After a prayer to God for strength, he kills thousands of the enemy by pushing down the pillars of the temple of Dagon (Judges. 16:28-31). That one act cost Samson his life, but it won for him a place among the heroes of faith;
And what more shall I say? For time will fail me if I tell of Gideon, Barak, Samson, Jephthah, of David and Samuel and the prophets, who by faith conquered kingdoms, performed acts of righteousness, obtained promises, shut the mouths of lions, quenched the power of fire, escaped the edge of the sword, from weakness were made strong, became mighty in war, put foreign armies to flight. (Hebrews 11:32)
What can we learn from the Story of Samson?
Samson was a person with great potential, who fell short because of his sin and disobedience. Mighty in physical strength, he was weak in resisting temptation. His life is a clear warning against the dangers of self-indulgence and lack of discipline.
- We may take pride in something that we excel in, but of all the great strengths we may have, ultimately sorrow, pain and trouble will come upon us if we do not make it our most important priority to trust and obey God.
Throughout the story of Samson, we see exhibited the long-suffering of God in allowing His people to continue in their homeland in spite of their lack of spirituality and dedication to Him. Yet not without the constant reminder of oppression, which was the result of their ungodly actions.
- We too, as individuals and as a church, must realise that God disciplines those whom He loves (Heb 12). Many things we suffer as Christians should be considered in that context.
- Though true that, like Job, we don’t always suffer as discipline for our faults, suffering can very well be God trying to tell us something, as He was the Israelites. In hard times we need to examine our lives to ensure that we are not putting ourselves outside Gods blessings due to sin.
- Samson could have saved himself much pain and difficulty if he’d shown more respect for Gods ways.
Although used by God for carrying out His purposes, Samson’s life and manner should never be presented as a character to emulate. Rather his life should be seen as an example of the grief people can bring upon themselves when they chose to believe but not devote themselves to God.
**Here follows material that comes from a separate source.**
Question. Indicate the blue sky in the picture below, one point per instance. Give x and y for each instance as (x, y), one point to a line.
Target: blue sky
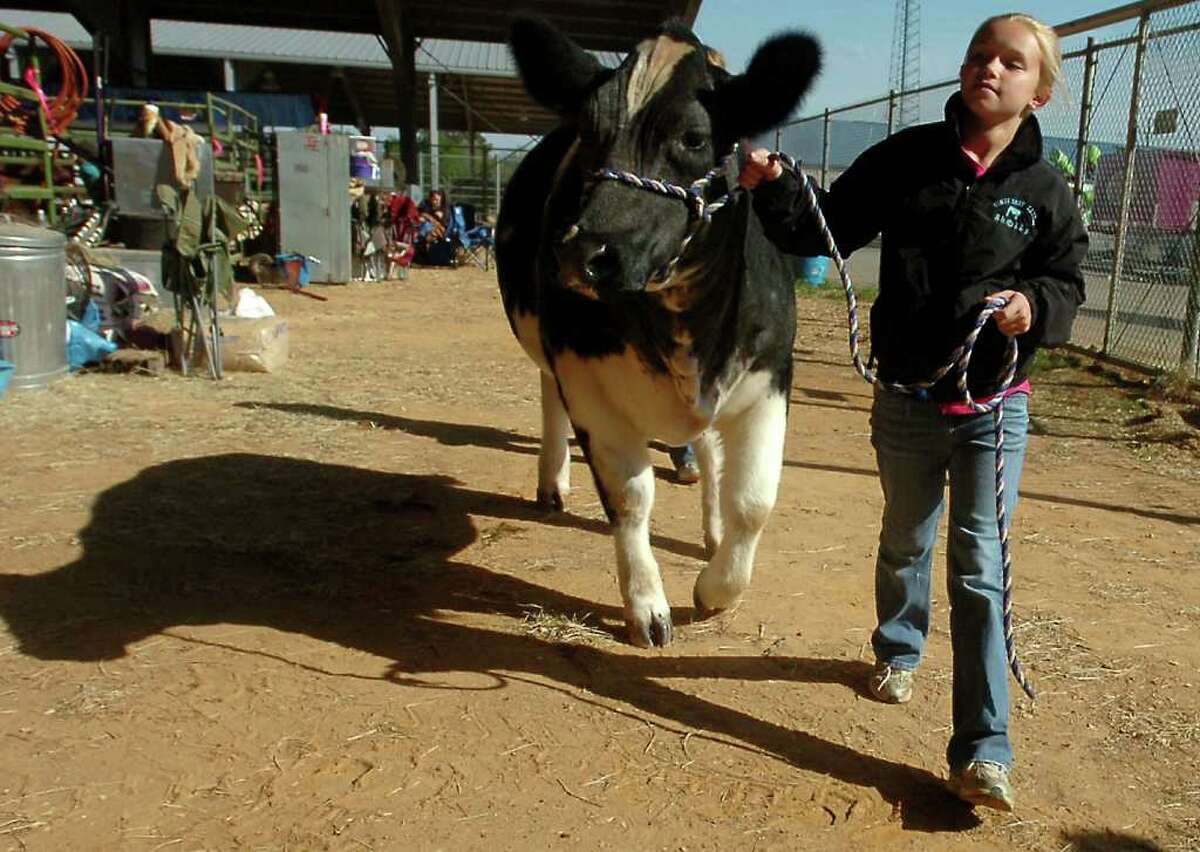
(857, 36)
- Likewise, we can have faith, but miss out on the abundant life that Christ wants us to enjoy because of self-will.
Samson was allowed to aggravate and disrupt the Philistines just enough to prevent the complete subjugation of Israel. Revealing that God can use anyone, good or evil, to bring about His purposes. He can do this without precluding, that is compromising, man’s free choice. Knowing the nature and characteristics of every individual, God knows beforehand what that person will choose to do and can use that action without interfering with that person’s choice and still bring about God’s eternal purpose.